Celebrating the joy and beauty of Ramadan: A spiritual journey
And just like that, we are halfway through Ramadan Mubarak, the most scared month in the Islamic calendar that close to two billion Muslims in virtually every country around the world celebrate each year to sustain their yearning for the spiritual in the lifestream of their quotidian existence and to affirm their quest for human self-realisation.
The engaging rituals that accompany this holy month are so encoded in our teleological and cultural consciousness that even Muslims, this columnist among them, who shamefacedly confess to not being overly observant, come to “feel” the presence of God — the ultimate Director of our lives, our history, our destiny — around them.
And even they, during the month of Ramadan, feel that life is indeed worth living and that we live it for a purpose, namely, to pursue taqua, as close to Godly perfection as humanly possible.
All of which puts to the lie the flippant claim by Jean Paul Sartre, the pre-eminent French existentialist philosopher, about the putative “futility” of human existence. “It is absurd that we are born”, he wrote, convinced as he was that “our whole existence is something that would be better not being”.
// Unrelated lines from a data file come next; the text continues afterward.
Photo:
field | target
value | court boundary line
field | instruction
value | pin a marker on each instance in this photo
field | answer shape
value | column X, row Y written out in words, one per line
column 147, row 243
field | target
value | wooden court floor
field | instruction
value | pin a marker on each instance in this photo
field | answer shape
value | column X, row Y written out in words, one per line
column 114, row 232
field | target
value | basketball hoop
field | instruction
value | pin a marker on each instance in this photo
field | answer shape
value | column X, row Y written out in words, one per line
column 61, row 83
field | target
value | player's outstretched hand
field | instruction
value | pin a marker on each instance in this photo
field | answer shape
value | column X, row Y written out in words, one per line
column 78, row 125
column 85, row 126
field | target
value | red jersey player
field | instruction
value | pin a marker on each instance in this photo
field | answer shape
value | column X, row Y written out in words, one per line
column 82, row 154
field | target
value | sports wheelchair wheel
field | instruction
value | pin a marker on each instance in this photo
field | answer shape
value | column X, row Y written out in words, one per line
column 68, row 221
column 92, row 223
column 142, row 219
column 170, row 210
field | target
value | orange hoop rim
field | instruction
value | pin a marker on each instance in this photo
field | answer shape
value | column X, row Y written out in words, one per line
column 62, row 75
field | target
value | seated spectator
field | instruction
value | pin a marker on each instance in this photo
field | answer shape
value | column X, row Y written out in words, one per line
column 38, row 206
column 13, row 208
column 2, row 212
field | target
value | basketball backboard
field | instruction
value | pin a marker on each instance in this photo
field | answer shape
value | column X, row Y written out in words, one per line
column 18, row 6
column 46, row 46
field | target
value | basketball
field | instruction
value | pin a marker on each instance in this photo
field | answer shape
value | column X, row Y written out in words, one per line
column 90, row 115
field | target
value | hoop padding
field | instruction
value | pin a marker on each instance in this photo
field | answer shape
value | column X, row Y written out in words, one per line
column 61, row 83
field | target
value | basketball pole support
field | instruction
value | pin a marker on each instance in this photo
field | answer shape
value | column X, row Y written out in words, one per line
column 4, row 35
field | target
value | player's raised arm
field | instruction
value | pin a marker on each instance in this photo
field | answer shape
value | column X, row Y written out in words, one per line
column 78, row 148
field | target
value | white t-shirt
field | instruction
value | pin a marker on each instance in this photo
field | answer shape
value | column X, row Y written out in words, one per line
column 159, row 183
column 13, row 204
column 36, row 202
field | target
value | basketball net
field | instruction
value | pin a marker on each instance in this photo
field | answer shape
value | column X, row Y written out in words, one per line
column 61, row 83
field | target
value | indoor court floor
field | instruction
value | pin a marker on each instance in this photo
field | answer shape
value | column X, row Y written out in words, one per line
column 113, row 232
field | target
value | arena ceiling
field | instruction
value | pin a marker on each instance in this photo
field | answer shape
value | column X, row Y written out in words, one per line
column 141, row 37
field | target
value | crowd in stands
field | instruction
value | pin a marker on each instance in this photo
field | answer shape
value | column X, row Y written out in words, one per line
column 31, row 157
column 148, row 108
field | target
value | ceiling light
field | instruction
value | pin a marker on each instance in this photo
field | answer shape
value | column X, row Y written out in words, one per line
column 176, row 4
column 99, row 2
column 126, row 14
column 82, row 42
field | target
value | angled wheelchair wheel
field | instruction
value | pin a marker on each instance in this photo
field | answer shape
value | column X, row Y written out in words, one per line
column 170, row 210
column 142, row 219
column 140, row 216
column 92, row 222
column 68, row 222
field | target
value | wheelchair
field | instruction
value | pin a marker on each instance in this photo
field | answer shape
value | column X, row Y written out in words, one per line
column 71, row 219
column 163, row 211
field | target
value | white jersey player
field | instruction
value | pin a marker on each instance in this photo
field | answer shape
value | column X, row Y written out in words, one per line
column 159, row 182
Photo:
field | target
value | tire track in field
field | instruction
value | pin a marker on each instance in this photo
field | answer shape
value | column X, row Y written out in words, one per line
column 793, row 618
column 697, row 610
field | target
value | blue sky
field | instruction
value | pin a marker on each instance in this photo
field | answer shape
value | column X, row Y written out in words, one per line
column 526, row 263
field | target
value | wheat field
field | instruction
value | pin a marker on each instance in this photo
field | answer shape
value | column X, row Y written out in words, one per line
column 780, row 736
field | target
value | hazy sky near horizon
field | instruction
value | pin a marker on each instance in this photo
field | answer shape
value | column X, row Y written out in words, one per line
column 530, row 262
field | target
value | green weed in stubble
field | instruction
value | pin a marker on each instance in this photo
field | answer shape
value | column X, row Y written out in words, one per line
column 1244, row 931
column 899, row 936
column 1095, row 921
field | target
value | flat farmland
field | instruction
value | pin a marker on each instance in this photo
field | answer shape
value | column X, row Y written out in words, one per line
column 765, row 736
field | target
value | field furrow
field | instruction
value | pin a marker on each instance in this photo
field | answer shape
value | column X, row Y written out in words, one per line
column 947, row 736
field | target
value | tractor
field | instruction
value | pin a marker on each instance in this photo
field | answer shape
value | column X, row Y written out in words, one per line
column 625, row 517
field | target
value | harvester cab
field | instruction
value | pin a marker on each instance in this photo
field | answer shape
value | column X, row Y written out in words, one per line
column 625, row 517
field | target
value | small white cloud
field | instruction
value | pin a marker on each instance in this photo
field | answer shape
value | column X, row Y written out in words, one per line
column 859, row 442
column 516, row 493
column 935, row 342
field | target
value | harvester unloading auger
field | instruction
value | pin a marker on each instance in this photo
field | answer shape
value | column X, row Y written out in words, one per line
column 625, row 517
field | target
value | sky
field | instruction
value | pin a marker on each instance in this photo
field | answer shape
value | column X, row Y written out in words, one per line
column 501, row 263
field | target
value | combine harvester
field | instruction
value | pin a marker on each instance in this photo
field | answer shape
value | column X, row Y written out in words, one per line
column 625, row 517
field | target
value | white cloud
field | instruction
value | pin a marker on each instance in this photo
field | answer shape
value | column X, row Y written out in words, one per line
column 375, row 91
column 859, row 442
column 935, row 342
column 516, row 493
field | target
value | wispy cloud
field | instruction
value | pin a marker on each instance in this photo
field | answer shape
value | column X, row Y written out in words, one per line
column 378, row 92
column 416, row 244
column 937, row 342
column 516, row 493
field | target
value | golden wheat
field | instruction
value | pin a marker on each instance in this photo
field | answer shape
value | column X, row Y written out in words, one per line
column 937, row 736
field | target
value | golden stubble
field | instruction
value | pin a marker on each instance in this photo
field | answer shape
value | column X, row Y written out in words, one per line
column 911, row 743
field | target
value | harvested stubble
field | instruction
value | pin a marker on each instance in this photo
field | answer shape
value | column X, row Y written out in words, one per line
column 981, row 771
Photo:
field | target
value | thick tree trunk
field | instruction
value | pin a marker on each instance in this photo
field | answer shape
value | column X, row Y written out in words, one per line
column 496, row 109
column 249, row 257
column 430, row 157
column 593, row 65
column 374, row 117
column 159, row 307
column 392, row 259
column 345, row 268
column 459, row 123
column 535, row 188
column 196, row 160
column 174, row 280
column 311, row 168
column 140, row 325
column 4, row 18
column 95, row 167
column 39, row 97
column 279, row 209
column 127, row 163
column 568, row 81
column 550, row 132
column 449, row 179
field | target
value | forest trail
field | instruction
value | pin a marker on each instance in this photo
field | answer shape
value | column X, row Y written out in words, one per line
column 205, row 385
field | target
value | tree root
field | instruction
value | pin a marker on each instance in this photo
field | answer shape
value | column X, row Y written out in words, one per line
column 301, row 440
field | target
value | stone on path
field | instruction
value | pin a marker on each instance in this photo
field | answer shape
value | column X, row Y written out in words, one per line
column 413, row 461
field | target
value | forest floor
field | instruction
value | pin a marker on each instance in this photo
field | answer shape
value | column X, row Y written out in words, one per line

Even more flippant is the claim by the equally celebrated existentialist, Albert Camus, who wrote, in the plaintive tone that only existentialists know how to infuse into their writing, that “there is no meaning, in the universe, and as humans we work, love, hope, strive, endure and then die”, after which, presumably, we become forgotten dust.
Live the experience of Ramadan
Really? If these folks had, by a trick of fate, been born as Muslims and hung out with their fellow-Muslims during the magical month of Ramadan — not to mention celebrated the joyous three-day event known as Eid that follows it, effectively the feast after the fast — they would have discovered for themselves the underlying spiritual and ethical justifications for our human existence — which is what every Muslim discovers for himself or herself every time they live the experience of Ramadan.
If I were to choose the one word that defines our communal sense of reference during this holy month (a word that contradicts the mindset in which existentialism is anchored) it would be “harmony”.
And harmony — harmony in music, harmony in human relations, harmony in the spheres — is, according to another, albeit not altogether despairing Frenchman, the noted anthropologist and ethnologist Claude Levi Strauss, “le mystere supreme de l’existence”
The holy month of Ramadan, I say, is the time when we feel in total harmony, in harmony with ourselves, in harmony with the objective world we inhabit and in harmony with the Creator we worship.
A time when we take a fresh look at the self that is us, to judge it anew, much as would a person who steps back from a painting on a wall in order to perceive it better. And, above all, a time when we celebrate the beauty in that harmony.
Look, during Ramadan I feel good, thank you very much. I feel good not just as a Muslim but as a human being — and yes, in harmony with everyone and everything I encounter. At peace with myself and in love with the world. Maybe it’s the fasting from sunrise to sunset that does it.
Maybe it’s the reciting of the first verse in the Holy Quran — a verse that a writer and a bibliophile like myself finds enchanting — which begins, “Read in the name of the Lord, He who enlightens by the pen...“
Most magical of magical months
Maybe it’s the delicious Iftar. The company. The effusions of affections from all around. The bonding. The laughter. The profundity of the moment we sense during prayer. Along with the infinite number of other, eh, harmonies that cling to the air during this most magical of magical months.
But, yes, during Ramadan, I, like other Muslims, become both good and goodly.
In “The Mysteries of Fasting and Its Important Elements”, one of the five books about the inner meanings of Islamic worship, by Abu Hamid Al Ghazali (d. 1112), often Al-Ghazali for short, the famous Muslim theologian, philosopher and polymath, who drew on diverse and seemingly complex bodies of knowledge for his influential treatises on Islamic thought (and who, incidentally, was given to the use of maxims in his writings), we read that “Man was not created in jest or at random, but marvellously made for some great end”.
Like that drop of rain happy to die
And that end? As Muslims, according to Ghazali, we are expected to live not passive but engaged lives, ones imbued with that dynamic concept in Islam known as aqida wa jihad, lives propelled by a struggle to pursue noble beliefs, to explore new ideas, to discover new worlds. He wrote: “Those who look for seashells will find seashells, [whereas] those who open them will find pearls”.
Then, he added, when it’s time for the faithful to head on to the hereafter, after they had lived full, ethical and meaningful lives, they would do so “like that drop of rain happy to die in the river”.
See, I tell you, I wouldn’t have read Al-Ghazi were I not possessed by the spirit of this holy month of ours that we are now halfway through.
And, hey, it’s cool being a Muslim and a product of Islam’s rich spiritual, cultural and literary tradition, isn’t it?
Happy Ramadan, y’all.
Fawaz Turki is a noted academic, journalist and author based in the US. He is the author of The Disinherited: Journal of a Palestinian Exile.